La stratégie française pour devenir un leader mondial de l'hydrogène bas carbone à l'horizon 2030 prend forme. La France s'est lancée dans cette course en 2020 avec un plan à 7 milliards d'euros dans le cadre de France Relance. Une année plus tard, cette enveloppe est gonflée par 2 milliards d'euros supplémentaires dans le cadre de France 2030. Au total, l'Hexagone prévoit donc de consacrer, sur dix ans, 9 milliards d'euros à cette minuscule molécule, considérée comme stratégique pour décarboner l'industrie et la mobilité.

Deux ans après ce coup d'envoi, les premiers investissements massifs sur le territoire se matérialisent. En visite sur le site de l'équipementier automobile Plastic Omnium à Venette, près de Compiègne (Oise), la cheffe du gouvernement Elisabeth Borne a annoncé, ce mercredi, que 2,1 milliards d'euros de crédits publics seraient investis dans 10 projets industriels. Ces derniers devraient générer 3,2 milliards d'euros d'investissements privés additionnels. "Au total, 5,3 milliards d'euros vont être investis sur le territoire français", souligne ainsi Matignon.

2,1 milliards d'euros de crédits publics en France

Ces 10 projets industriels ont été sélectionnés dans le cadre d'un PIIEC, un Projet important d'intérêt européen commun. Ce dispositif, né il y a quelques années, permet de demander à la Commission européenne l'autorisation de distribuer des aides d'État massives à des projets industriels. Dans le cadre de ce processus, la Commission a retenu, en juillet dernier, 41 projets portés par 15 États membres de l'Union européenne et pour lesquels un montant maximal de 5,4 milliards d'euros d'aides pourra être accordé par les États concernés. Autrement dit, la Commission ne verse pas elle-même ces 5,4 milliards d'euros, mais autorise les États à verser ces aides.

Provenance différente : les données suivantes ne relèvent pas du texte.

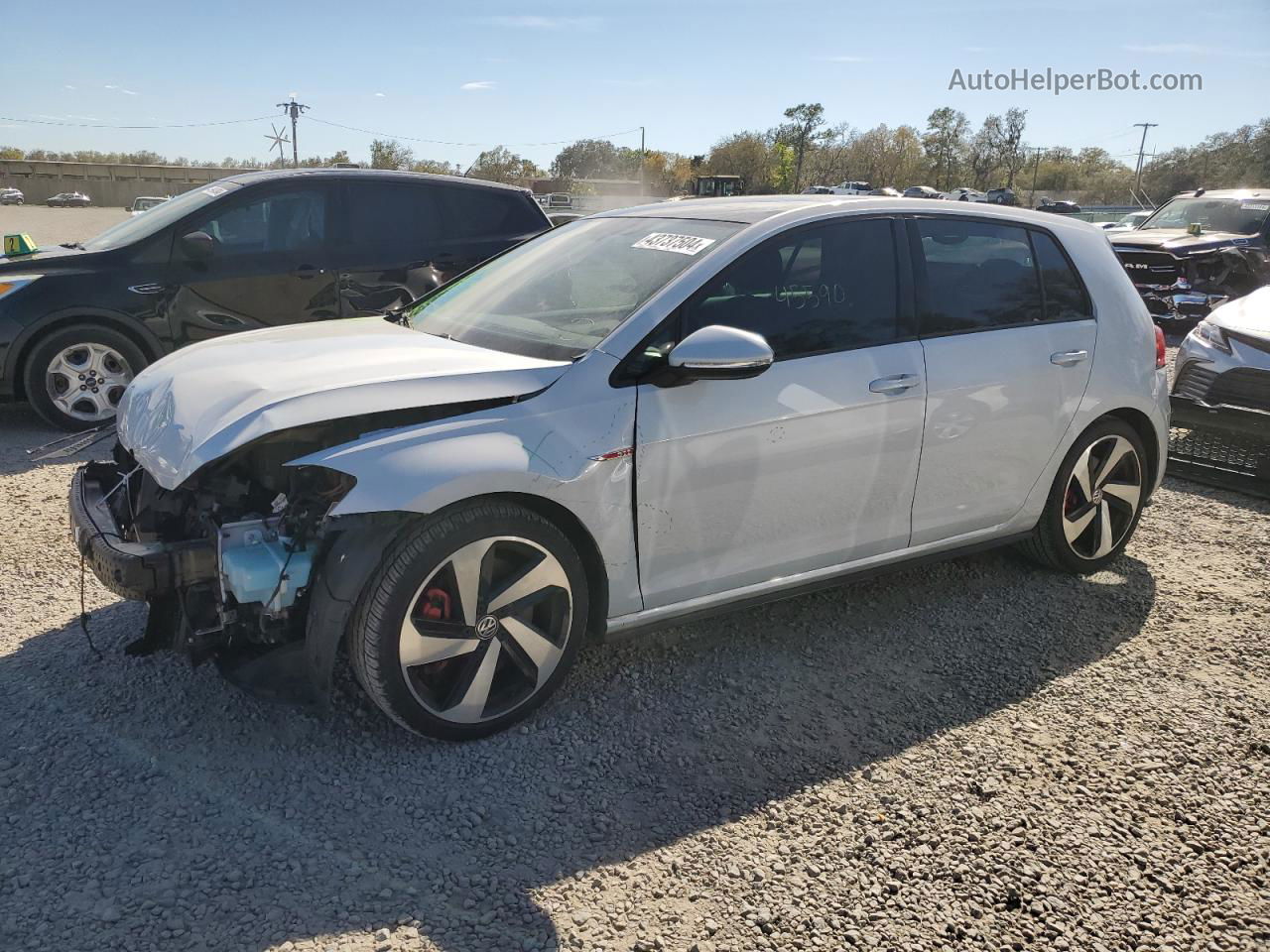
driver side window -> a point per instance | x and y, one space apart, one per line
812 291
285 221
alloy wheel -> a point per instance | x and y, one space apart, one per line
485 630
1102 497
85 381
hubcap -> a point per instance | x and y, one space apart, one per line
1102 497
485 629
85 381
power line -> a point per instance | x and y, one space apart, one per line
468 145
105 126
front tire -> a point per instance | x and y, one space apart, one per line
75 376
471 621
1095 503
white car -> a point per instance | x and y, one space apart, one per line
649 416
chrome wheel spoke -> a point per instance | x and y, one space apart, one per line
538 648
468 566
1075 529
1127 493
535 581
470 693
1119 449
1106 540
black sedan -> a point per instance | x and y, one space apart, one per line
68 199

Sur ces 41 projets, un quart sont français, se félicite-t-on à Matignon. "Notre pays représente un projet sur quatre. C'est la reconnaissance de notre stratégie et du travail réalisé. C'est un pas de géant pour l'hydrogène en France", a même estimé Elisabeth Borne, lors de son discours.

Bientôt, dix nouvelles gigafactories tricolores

Ces 10 projets, répartis dans 7 régions, sont portés par des poids lourds, comme Alstom, Arkema ou encore Plastic Omnium, mais aussi par de plus petits acteurs comme McPhy, Genvia et Elogen. Ces entreprises prévoient de construire des usines géantes dédiées à la fabrication d'électrolyseurs (outil industriel, encore très coûteux, qui permet de casser une molécule d'eau (H2O), en séparant l'atome O des deux atomes H grâce à un courant électrique), et d'équipements pour la mobilité, comme les piles à combustible et les réservoirs qui permettent de stocker l'hydrogène.

C'est justement le projet de Plastic Omnium, qui entend construire une gigafactory dédiée à ces réservoirs nouvelle génération, à 4 km seulement de son site actuel de Venette. Cette usine géante fera l'objet d'un investissement de 160 millions d'euros d'ici 2028, avec à la clef la création de 150 nouveaux emplois.

Au total, ces dix projets, considérés encore comme risqués étant donné la faible maturité de ces nouvelles technologies, devraient générer 5.200 emplois directs sur le sol français. "En prenant le tournant de l'hydrogène décarboné, la France fait le choix de l'emploi, de la souveraineté et de la neutralité carbone", a défendu la Première ministre.

Construire une filière souveraine de bout en bout

L'Hexagone entend ainsi soutenir la production de toutes les briques technologiques essentielles à la construction d'une filière. "Notre ambition est de créer une filière souveraine de bout en bout, insiste Matignon, en évoquant la R&D, l'industrialisation et les usages de l'hydrogène.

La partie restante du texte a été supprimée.